The silver-backed chevrotain is also known as the “mouse-deer” and is so small it could be held in one hand.
Records of the species’ existence go back to the stone age, when it was depicted in cave art being chased by hunters.
It has only been recorded once since 1907, with the last sighting in 1990 in Vietnam, and was believed to have gone extinct soon after.
It comes from the Annamite Mountains – a hotspot of diversity. But the species was prized by local hunters satisfying growing demand for bush meat, and who used small snares to catch the rare animals.
But a team of scientists have now definitely documented silver-backed chevrotains living in the wild.
The find offers a glimmer of hope for naturalists hoping to find other species believed to be extinct.
Co-study leader An Nguyen, a biologist at Global Wildlife Conservation (GWC) in Austin, Texas, said: “For those of us living in Vietnam and working in wildlife conservation, the question of whether the chevrotain was still out there and if so, where, has been nagging us for years.
“There was very little information available to point us in the right direction and we didn’t know what to expect.
“That we were able to find it with so few leads and in a relatively short period of time shows how a little bit of effort and willpower can go a long way in finding some of these special species lost to science.”
It is the first rediscovery of a mammal on the GWC’s 25 most wanted lost species list.
The team conducted interviews with villagers to identify possible chevrotain sightings.
They then used this local knowledge to place more than 30 motion-activated camera traps in the forest.
In six months they recorded almost 300 independent detections of the animal.
The number of distinct individuals is unknown, the team say, writing in the journal Nature Ecology & Evolution.
Mr An said: “The results were amazing. I was overjoyed when we checked the camera traps and saw photographs of a chevrotain with silver flanks.
“With three camera traps left in the field for five months, we were able to get 275 photos of the species.
“The Silver-backed Chevrotain went from being lost for at least 30 years, to found really within a matter of months.”
The team then set up another 29 cameras in the same area, this time recording 1,881 photographs of the chevrotain over another five months.

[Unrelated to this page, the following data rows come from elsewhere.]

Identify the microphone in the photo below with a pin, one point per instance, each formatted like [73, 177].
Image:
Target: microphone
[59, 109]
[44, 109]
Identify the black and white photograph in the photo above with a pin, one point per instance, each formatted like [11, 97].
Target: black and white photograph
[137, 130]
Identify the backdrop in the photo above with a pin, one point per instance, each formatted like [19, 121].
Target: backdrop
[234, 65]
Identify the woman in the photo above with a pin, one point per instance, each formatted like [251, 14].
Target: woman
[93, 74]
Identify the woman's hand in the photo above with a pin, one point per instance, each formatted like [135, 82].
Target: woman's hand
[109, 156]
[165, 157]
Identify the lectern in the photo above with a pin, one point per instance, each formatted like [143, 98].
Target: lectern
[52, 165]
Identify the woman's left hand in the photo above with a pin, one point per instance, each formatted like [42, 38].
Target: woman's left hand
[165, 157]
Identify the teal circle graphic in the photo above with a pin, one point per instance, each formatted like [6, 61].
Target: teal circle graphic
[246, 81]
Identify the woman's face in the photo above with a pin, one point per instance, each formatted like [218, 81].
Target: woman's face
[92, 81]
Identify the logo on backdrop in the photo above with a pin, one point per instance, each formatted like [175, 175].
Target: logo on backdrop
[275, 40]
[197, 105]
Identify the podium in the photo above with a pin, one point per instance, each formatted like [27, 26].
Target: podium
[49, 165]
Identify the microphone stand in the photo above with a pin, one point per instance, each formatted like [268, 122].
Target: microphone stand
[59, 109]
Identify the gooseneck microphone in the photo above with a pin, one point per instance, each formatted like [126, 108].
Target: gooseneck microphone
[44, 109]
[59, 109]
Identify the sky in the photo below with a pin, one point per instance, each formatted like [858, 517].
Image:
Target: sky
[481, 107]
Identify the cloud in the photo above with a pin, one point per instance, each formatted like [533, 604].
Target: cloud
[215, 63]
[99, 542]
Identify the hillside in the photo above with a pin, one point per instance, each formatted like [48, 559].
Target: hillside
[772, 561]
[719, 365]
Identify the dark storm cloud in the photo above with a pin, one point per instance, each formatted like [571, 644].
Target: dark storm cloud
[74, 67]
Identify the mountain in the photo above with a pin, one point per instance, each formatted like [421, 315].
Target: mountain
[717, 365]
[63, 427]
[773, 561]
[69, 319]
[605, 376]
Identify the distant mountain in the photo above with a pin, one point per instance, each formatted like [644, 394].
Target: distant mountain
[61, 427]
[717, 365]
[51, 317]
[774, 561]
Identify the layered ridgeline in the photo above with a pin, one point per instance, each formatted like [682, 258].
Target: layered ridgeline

Co-lead author Andrew Tilker, also of GWC, described the tiny ungulate as “about the size of a house cat.”
He said: “You could hold it in one hand. Because it is so small, it would under natural conditions have a number of predators, including any leopard, tiger or wild dog – or probably even a python.
“However, most of these species are now very rare or extinct in Vietnam. The silver-backed chevrotain’s only real predator now is man.”
The biologists, who are also doctoral students at the Leibniz Institute for Zoo and Wildlife Research in Berlin, tracked it down in the dry forests outside the coastal resort city of Nha Trang.
Mr Tilker said: “Now that we have confirmed it still occurs in the forests of Vietnam, we can begin to develop an evidence-based conservation strategy to help ensure the silver-backed chevrotain retains healthy, thriving natural populations.
“There was a certain urgency to all of this work due to the snaring crisis that is decimating wildlife populations across Southeast Asia.”
The silver-backed chevrotain is believed only to be found only in Vietnam, making the rare find one of cultural significance in the country.
Mr Tilker said: “It is worth safeguarding for future generations. But this is also a story that goes beyond a single country or a single species.
“It’s a story about how species that have fallen off the scientific radar should not be written off.
“When we come together to try to find these species, for example through Global Wildlife Conservation’s Search For Lost Species Initiative, we can be successful.
“And these successes can provide us with rare second-chances to protect global biodiversity.”
There is remarkably little information on the silver-backed chevrotain. The species was described in 1910 from four specimens from southern Vietnam.
Then more than 80 years went by until the next scientifically-verified record, in a different part of Vietnam.
Mr Tilker said: “Almost 30 [more] years went by until our study. So – as you can see, we didn’t have much to go on.
“Indeed, it was only by working closely with local communities – first through interviews, later in the field – that we were able to obtain proof that it is still living.
“To me, this shows the value of utilising local ecological knowledge. I believe this is a strategy that could be important for other searches for lost species.”
This month the field team will begin camera trap surveys in two additional areas. They will run for at least three months.
Andrew said: “Just because we found this species relatively easily doesn’t mean it’s not threatened.”
Animals in this area of the world are often victims of an indiscriminate hunting technique – the use of cheap, homemade wire snares.
The level of hunting in the region has led to “empty forest syndrome” across Vietnam – pushing numerous species to the brink of extinction.